Stepping into the Bandai Namco booth at E3 in Los Angeles, I got a hands-on with Ace Combat 7: Skies Unknown’s PSVR mode. Far from being just a single mission, the VR mode is apparently going to offer “several hours of VR gameplay” according to David Bonacci, Brand Manager at Bandai Namco Entertainment America.
Announced back in 2015 as a PSVR exclusive, Ace Combat 7 has seen several delays, the latest of which has pushed the release of the iconic dogfighter back to sometime in 2018. Delays notwithstanding, Bonacci maintains that Ace Combat 7’s PSVR mode will have “100 percent the same mobility” as the non-VR campaign, meaning every bit of speed and topsy-turvy fun of the flat screen game will be available on PSVR.
Going hands-on with the demo using a dualshock 4 controller, I launched off the aircraft carrier at high-speed, raising the nose of the fighter at the steepest pitch it would allow me. Prompted by an authoritative voice over the radio telling me to watch out for the game’s vaguely slavic-sounding enemy, I start a 10-minute bout of acrobatic stunts that would have likely emptied my brain of its precious bodily fluids and left me blacked-out and on the floor had it been real life. If you’ve ever played the arcade dogfighter, you know what I mean.
The vista was graphically impressive, with the sun glinting off the ocean and lighting everything with a warm hue. Clouds obscured the green islands below at points―the sort of weather for a pleasure cruise. Condensation formed on my glass canopy as I sped through the middle of a grey-ish rain cloud―all at mach ‘whatever’.
Despite tons of high-flying twists, the experience was exceedingly comfortable. As a fast-paced flight filled with some serious potential for Top Gun (1986) moments, the demo threw a couple of types of baddies at me, ranging from normal fighters to smaller, more agile drones. Winding like a corkscrew, I never once felt the dreaded flop sweat and nausea of simulator-induced sickness.
Spoiling some of the fun, enemies seemed like an eternal jumble of tiny pixels in front of me, fuzzing into a blueish background. This issue can be blamed on two main factors: PSVR’s limited resolution, and the unavoidable problem of being literal miles away from enemy fighters. You can’t really knock Ace Combat for being Ace Combat in that department, as you almost always rely on the plane’s targeting system to keep an eye on distant baddies, VR headset or traditional monitor. While lower perceived resolution doesn’t effect the gameplay at all, highlighting a singular, low-resolution object that you’re constantly straining to see is a bit of turn-off visually.

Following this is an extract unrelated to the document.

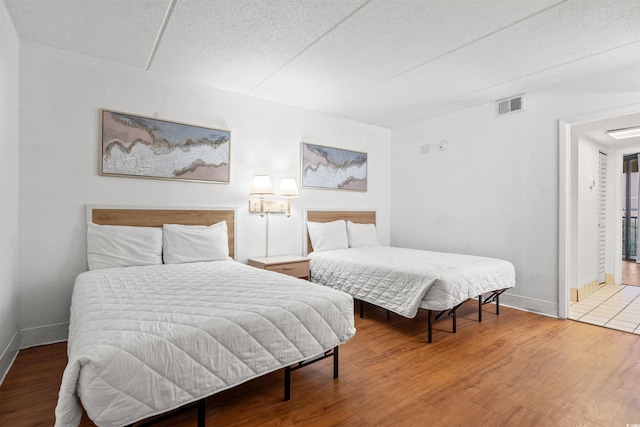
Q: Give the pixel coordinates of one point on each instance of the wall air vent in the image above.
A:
(510, 105)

Bandai Namco is playing it pretty close to the vest on exactly what “several hours of VR gameplay” really means too, so we can’t say for sure yet. Rest assured, we’ll at very least know by the time we publish the review (in 2018) to find out if PSVR owners should drop the big bucks on a game that may or may not offer value specifically to the VR-conscious buyers out there.